Today, I’m going to wax poetic with de Vinci. It will be my first trip to the High since I’ve moved here (yeah, 10 years and I’m finally visiting the worthwhile tourist stuff). It’s my present to myself, since I didn’t go anywhere this year. I’m determined, next time I go to France, to visit Chateau du Clos Luce and see the de Vinci exhibits there.

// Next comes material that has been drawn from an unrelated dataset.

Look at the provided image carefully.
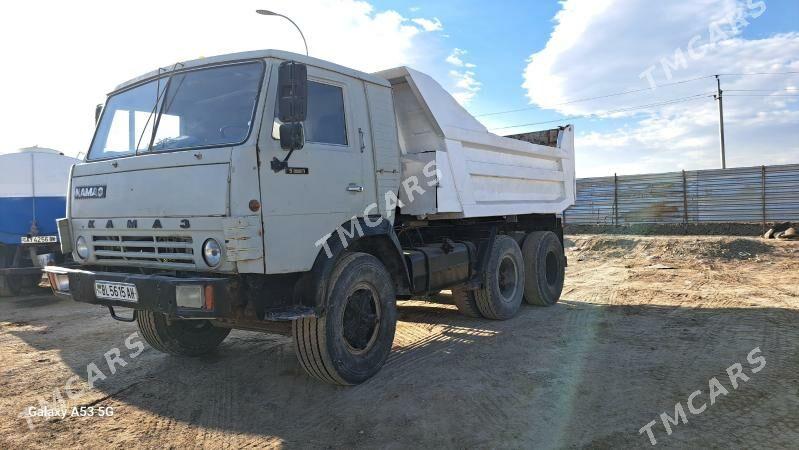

I’m feeling reflective today, sorting through more issues to figure out how to move forward, reconcile myself to some sort of acceptance of this past year. The highs have definitely been awesome and I welcome that the winds have been kind enough to push me in the directions and I was able to recognize and submit to those. I can’t even begin to describe the level of happiness that those changes have brought me. But the lows that preceded were horrible.

Summation of age 31

I guess I should do some kind of update, of sorts. At the base of it all, life is doing pretty good. As always, near Samhain, endings and beginnings occur, work really kicks in and all that fun jazz. I’m hoping this winter the muse hits me up again, time to start getting back to the regular meditation habit and yoga habit. I might have to suck it up and make sure I get to Suri’s classes on Mondays (if she’s still hosting them). I’m still holding back on a good amount of things, half because they aren’t for public topic of discussion, and the other because it’s just not really worth discussing (how’s that for cryptic?).

On the flip-side, tonight I really crack down on the business stuffs. I need to write out a full CV along with the whole story behind SMB Integration and where it’s going. That whole process was side-tracked by some stupid shit and some more serious shit.